Sorry I'm really late on these posts. I've sorta left all my loyal readers in limbo since Wednesday. I've been very busy, both with movies and work. I have about 4 hours until I leave for Cleveland on business, then I get back just in time to turn around and go to Burning Man. So after I catch up on Dead Channels, this blog might be pretty quiet for a couple of weeks. Anyway, enough about me, on to the movies.
First up Wednesday was "Nuit Noire", Belgian surrealist eye-candy (and Belgians know good candy). I can honestly say this movie is beautiful enough that I loved it despite the fact that I have no fucking clue what's going on. The hero is an entomologist, his psychiatrists jams a metal funnel into his head to look at his dreams, which are acted out by puppets. And, of course, the whole movie is a dream (or nightmare). Stunning visuals, and a befuddling collage of symbols about bugs, family, and racism.
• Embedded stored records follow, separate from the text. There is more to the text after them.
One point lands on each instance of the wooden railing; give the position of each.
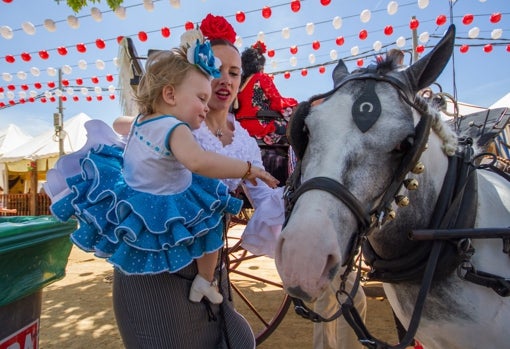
(19, 205)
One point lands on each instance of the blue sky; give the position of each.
(476, 77)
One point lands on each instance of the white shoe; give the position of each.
(203, 288)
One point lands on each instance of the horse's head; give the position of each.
(359, 140)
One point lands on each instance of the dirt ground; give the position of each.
(77, 311)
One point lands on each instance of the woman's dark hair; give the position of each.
(252, 62)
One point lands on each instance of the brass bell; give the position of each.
(401, 200)
(418, 168)
(411, 183)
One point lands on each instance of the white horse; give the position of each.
(356, 149)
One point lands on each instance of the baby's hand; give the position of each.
(266, 177)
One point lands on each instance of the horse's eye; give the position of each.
(405, 145)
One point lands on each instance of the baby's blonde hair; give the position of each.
(163, 68)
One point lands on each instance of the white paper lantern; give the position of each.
(35, 71)
(148, 5)
(310, 28)
(6, 32)
(473, 32)
(392, 8)
(21, 75)
(100, 64)
(96, 14)
(7, 77)
(50, 26)
(28, 28)
(82, 64)
(423, 4)
(51, 71)
(496, 33)
(424, 37)
(286, 33)
(337, 22)
(365, 16)
(120, 12)
(66, 69)
(73, 22)
(401, 42)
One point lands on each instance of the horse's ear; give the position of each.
(426, 70)
(339, 73)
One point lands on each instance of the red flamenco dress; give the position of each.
(257, 94)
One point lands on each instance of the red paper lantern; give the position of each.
(100, 44)
(388, 30)
(240, 16)
(26, 56)
(441, 20)
(142, 36)
(467, 19)
(81, 48)
(62, 50)
(414, 24)
(266, 12)
(495, 17)
(44, 54)
(464, 48)
(295, 5)
(165, 32)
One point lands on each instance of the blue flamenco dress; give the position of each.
(137, 206)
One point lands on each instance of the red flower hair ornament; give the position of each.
(217, 27)
(259, 46)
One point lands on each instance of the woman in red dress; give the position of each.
(261, 109)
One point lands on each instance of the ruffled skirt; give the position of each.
(139, 232)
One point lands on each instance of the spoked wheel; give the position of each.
(258, 291)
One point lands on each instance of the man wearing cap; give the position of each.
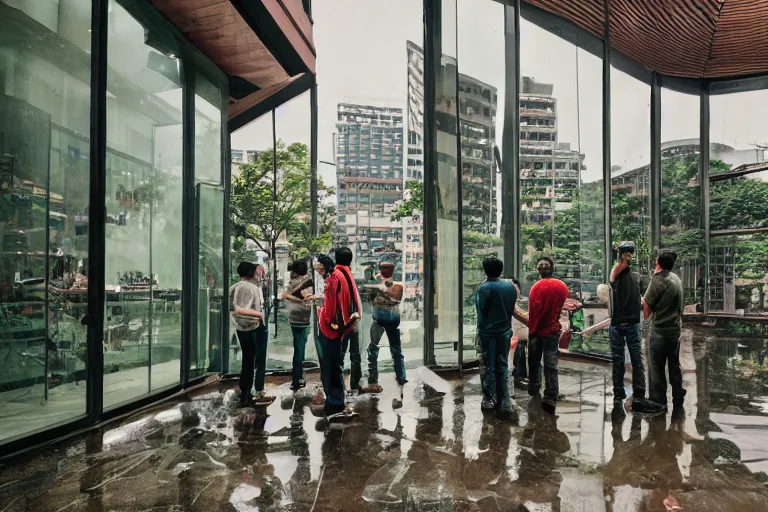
(386, 318)
(625, 310)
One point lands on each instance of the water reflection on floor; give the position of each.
(427, 446)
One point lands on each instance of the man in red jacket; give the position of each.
(545, 302)
(338, 318)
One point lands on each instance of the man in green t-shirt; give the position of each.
(664, 300)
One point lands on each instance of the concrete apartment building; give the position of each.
(369, 172)
(549, 169)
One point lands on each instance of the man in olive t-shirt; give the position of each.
(664, 300)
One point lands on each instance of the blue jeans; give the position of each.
(629, 334)
(254, 347)
(385, 320)
(300, 335)
(496, 372)
(543, 347)
(331, 373)
(665, 351)
(351, 342)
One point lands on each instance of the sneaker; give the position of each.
(489, 404)
(262, 398)
(677, 401)
(645, 406)
(370, 388)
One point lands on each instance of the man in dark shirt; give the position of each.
(545, 302)
(495, 308)
(625, 326)
(664, 300)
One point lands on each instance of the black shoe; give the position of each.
(489, 404)
(645, 406)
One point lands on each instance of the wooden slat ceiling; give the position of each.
(685, 38)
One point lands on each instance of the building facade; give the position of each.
(369, 166)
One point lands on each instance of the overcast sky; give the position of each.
(361, 58)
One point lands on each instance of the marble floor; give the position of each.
(425, 446)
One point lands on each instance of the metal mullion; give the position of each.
(704, 185)
(510, 163)
(226, 167)
(97, 212)
(656, 184)
(189, 271)
(432, 43)
(607, 254)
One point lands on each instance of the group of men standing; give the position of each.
(548, 297)
(339, 311)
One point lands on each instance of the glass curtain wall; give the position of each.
(205, 354)
(738, 210)
(481, 117)
(631, 169)
(447, 301)
(44, 187)
(370, 133)
(561, 168)
(142, 331)
(681, 229)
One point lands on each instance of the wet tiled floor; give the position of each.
(425, 446)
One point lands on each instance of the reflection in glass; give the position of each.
(738, 199)
(143, 205)
(681, 190)
(631, 168)
(44, 187)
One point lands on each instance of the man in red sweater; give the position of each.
(338, 321)
(545, 301)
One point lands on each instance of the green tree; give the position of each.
(259, 212)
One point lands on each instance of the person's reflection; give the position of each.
(257, 472)
(542, 443)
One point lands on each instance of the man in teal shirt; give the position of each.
(495, 304)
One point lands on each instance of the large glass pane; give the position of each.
(206, 354)
(250, 207)
(143, 203)
(561, 168)
(681, 191)
(44, 187)
(364, 112)
(446, 270)
(481, 118)
(738, 204)
(631, 168)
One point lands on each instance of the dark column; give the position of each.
(97, 213)
(608, 255)
(432, 56)
(655, 165)
(704, 181)
(509, 165)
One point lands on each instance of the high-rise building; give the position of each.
(369, 170)
(549, 169)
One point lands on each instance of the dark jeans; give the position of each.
(496, 372)
(629, 334)
(331, 372)
(254, 346)
(665, 350)
(546, 347)
(385, 321)
(300, 335)
(519, 363)
(351, 342)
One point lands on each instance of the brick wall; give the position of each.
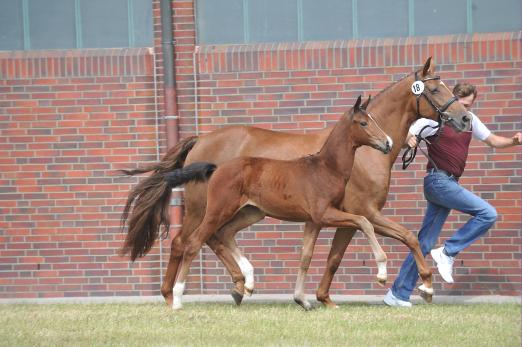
(305, 86)
(68, 119)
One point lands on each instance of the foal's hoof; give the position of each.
(238, 298)
(426, 293)
(304, 304)
(248, 291)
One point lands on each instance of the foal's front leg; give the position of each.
(311, 232)
(337, 218)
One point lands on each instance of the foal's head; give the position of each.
(364, 129)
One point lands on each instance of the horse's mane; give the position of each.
(385, 90)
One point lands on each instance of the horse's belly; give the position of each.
(280, 209)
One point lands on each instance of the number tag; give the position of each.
(417, 87)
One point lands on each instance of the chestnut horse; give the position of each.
(309, 189)
(396, 108)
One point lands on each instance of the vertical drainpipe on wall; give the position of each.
(171, 108)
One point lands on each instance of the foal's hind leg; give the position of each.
(338, 218)
(247, 216)
(311, 232)
(342, 238)
(221, 208)
(387, 227)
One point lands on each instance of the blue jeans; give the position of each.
(443, 194)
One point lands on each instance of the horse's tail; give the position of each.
(174, 158)
(151, 206)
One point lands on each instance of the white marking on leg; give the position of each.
(390, 141)
(177, 292)
(248, 271)
(382, 272)
(425, 289)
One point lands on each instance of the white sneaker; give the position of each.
(444, 263)
(392, 300)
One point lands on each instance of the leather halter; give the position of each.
(442, 119)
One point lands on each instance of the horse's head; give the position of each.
(365, 130)
(434, 100)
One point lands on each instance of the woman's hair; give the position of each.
(462, 90)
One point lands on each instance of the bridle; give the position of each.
(443, 117)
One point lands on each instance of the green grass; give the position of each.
(200, 324)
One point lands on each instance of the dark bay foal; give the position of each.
(309, 189)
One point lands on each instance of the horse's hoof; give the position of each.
(327, 302)
(238, 298)
(426, 293)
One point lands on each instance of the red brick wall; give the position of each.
(68, 119)
(305, 86)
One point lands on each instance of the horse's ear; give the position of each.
(357, 105)
(429, 67)
(365, 104)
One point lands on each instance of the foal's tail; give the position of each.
(151, 206)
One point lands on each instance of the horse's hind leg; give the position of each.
(247, 216)
(340, 218)
(194, 212)
(311, 232)
(223, 203)
(176, 252)
(223, 253)
(342, 238)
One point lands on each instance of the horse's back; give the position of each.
(234, 141)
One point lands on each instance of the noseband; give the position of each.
(441, 111)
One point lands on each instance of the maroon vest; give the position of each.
(449, 150)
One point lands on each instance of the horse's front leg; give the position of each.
(387, 227)
(311, 231)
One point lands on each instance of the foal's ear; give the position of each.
(365, 104)
(357, 105)
(429, 67)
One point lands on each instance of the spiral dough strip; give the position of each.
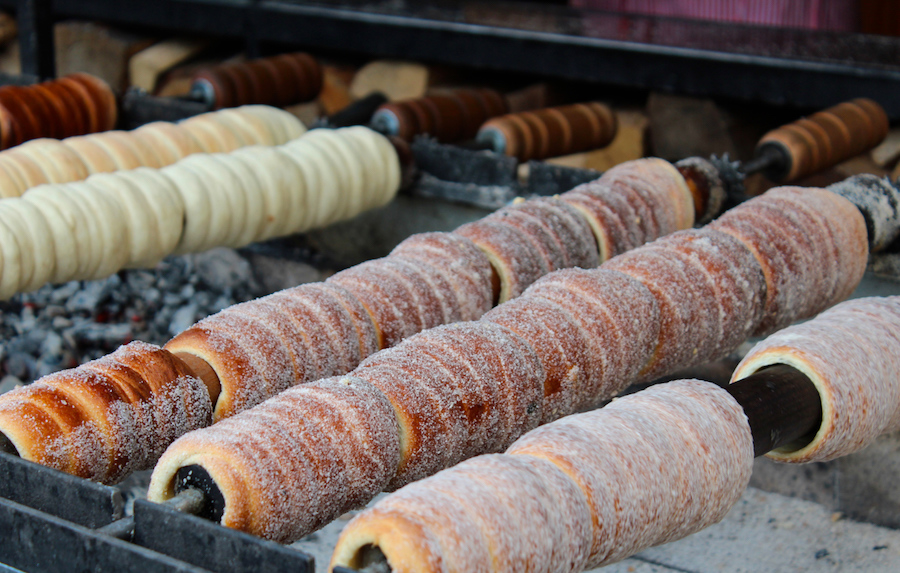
(571, 340)
(68, 106)
(156, 144)
(650, 468)
(126, 219)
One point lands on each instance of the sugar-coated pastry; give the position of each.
(851, 353)
(452, 407)
(811, 244)
(296, 462)
(106, 418)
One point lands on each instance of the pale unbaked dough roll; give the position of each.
(65, 248)
(13, 182)
(199, 208)
(153, 145)
(585, 491)
(107, 418)
(321, 170)
(451, 407)
(852, 354)
(252, 200)
(74, 230)
(143, 231)
(125, 155)
(491, 513)
(67, 164)
(40, 235)
(107, 217)
(811, 244)
(30, 171)
(170, 141)
(593, 331)
(296, 462)
(271, 171)
(349, 171)
(212, 136)
(165, 204)
(283, 125)
(633, 203)
(24, 245)
(228, 200)
(247, 133)
(92, 154)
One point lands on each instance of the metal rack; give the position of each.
(779, 66)
(54, 522)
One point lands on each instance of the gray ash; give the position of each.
(62, 326)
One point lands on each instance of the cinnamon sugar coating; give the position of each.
(593, 330)
(584, 491)
(634, 203)
(106, 418)
(811, 245)
(451, 405)
(655, 466)
(295, 462)
(457, 260)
Next up was another befuddling, frustrating movie, "The 4th Dimension". I don't know where I heard it was a time-travel movie (it's not in the guide, but afterwards I discovered I wasn't the only person who expected a time travel). It's not a time travel movie, it's a mind travel movie. Jack was a precocious little boy, prone to trying to explain Einstein's theories to his grade school class. Now he's a loner who works repairing antique clocks. In one clock (which the original owners want back), he discovers Einstein's secret manuscript describing his unfinished Unified Field Theory. Then really weird events happen, but my problem is that his understanding of multi-dimensional curved space-time hasn't really progressed from his frustratingly naive grade-school days. I'm sure if I watched it again in a different frame of mind (especially knowing the ending), I'd be able to give it a better chance. But as a physicist and a science/math geek, it was just frustrating. The moments that interested me most also frustrated me most.
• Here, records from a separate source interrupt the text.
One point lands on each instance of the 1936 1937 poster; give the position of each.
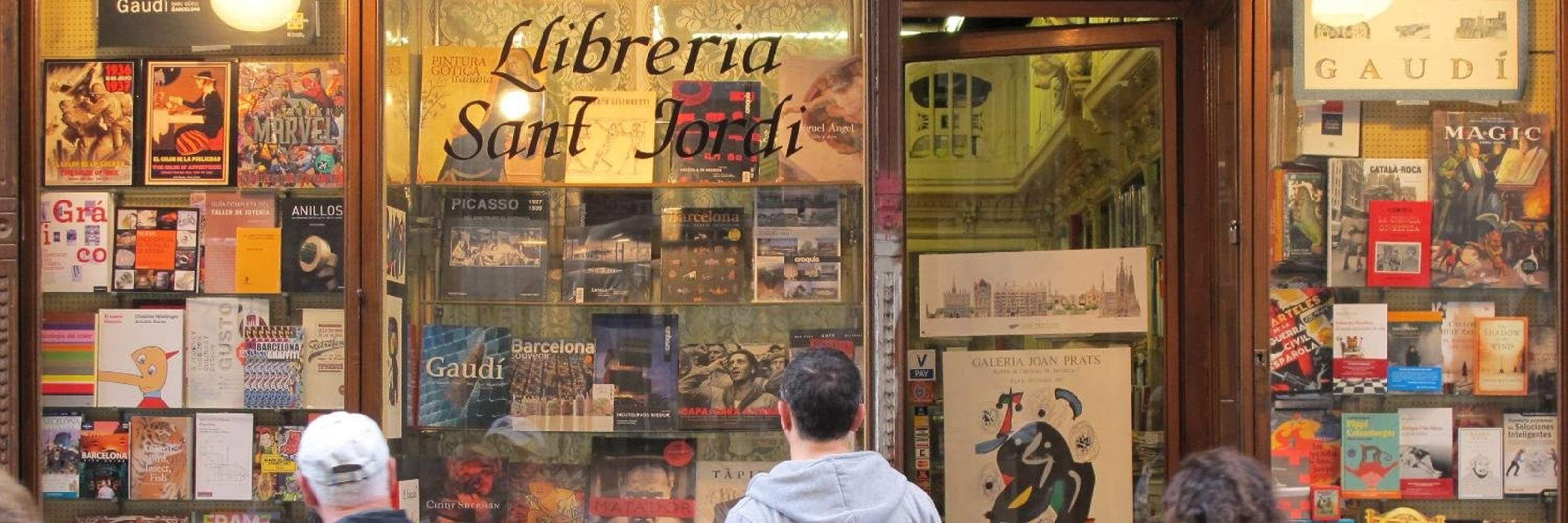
(1039, 436)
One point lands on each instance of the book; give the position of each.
(618, 464)
(1479, 464)
(1399, 233)
(156, 249)
(463, 378)
(138, 359)
(214, 343)
(60, 469)
(66, 359)
(609, 247)
(223, 456)
(1492, 195)
(1300, 340)
(714, 139)
(1415, 344)
(1360, 348)
(637, 354)
(703, 255)
(1370, 458)
(90, 120)
(799, 250)
(1501, 349)
(73, 243)
(1426, 450)
(222, 215)
(291, 123)
(824, 96)
(496, 246)
(273, 472)
(1459, 343)
(1529, 445)
(106, 456)
(618, 126)
(161, 459)
(324, 359)
(190, 136)
(313, 250)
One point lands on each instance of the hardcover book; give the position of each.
(73, 243)
(291, 124)
(90, 114)
(138, 359)
(313, 252)
(161, 459)
(156, 249)
(609, 247)
(496, 246)
(637, 354)
(703, 255)
(190, 136)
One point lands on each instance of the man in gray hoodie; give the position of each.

And then the night took a complete turn for a wild, insane, high-octane animated Hungarian hip-hop story absurdist comedy based on Romeo and Juliet, "The District!". The title refers to a slummy neighborhood of Budapest where Gypsies, Hungarians, Arabs, Chinese, etc. all live and fight with each other. Richie Lakatos is a school kid with a crush on the daughter of the warring Csorba family, Jules. In a get-rich-quick scheme (if millions of years counts as quick), they build a time machine, go back to the time of dinosaurs, and bury them where the district will someday be so they'll find oil when they return. And that's a small example of the absolutely brilliant ridiculousness that permeates this movie. I just wish it'd be released dubbed into English, because the visuals are so rich and full that it's hard to see everything and read the subtitles. So I'll just have to find this on DVD and watch it over and over again until I've memorized the lines and can just watch the pictures.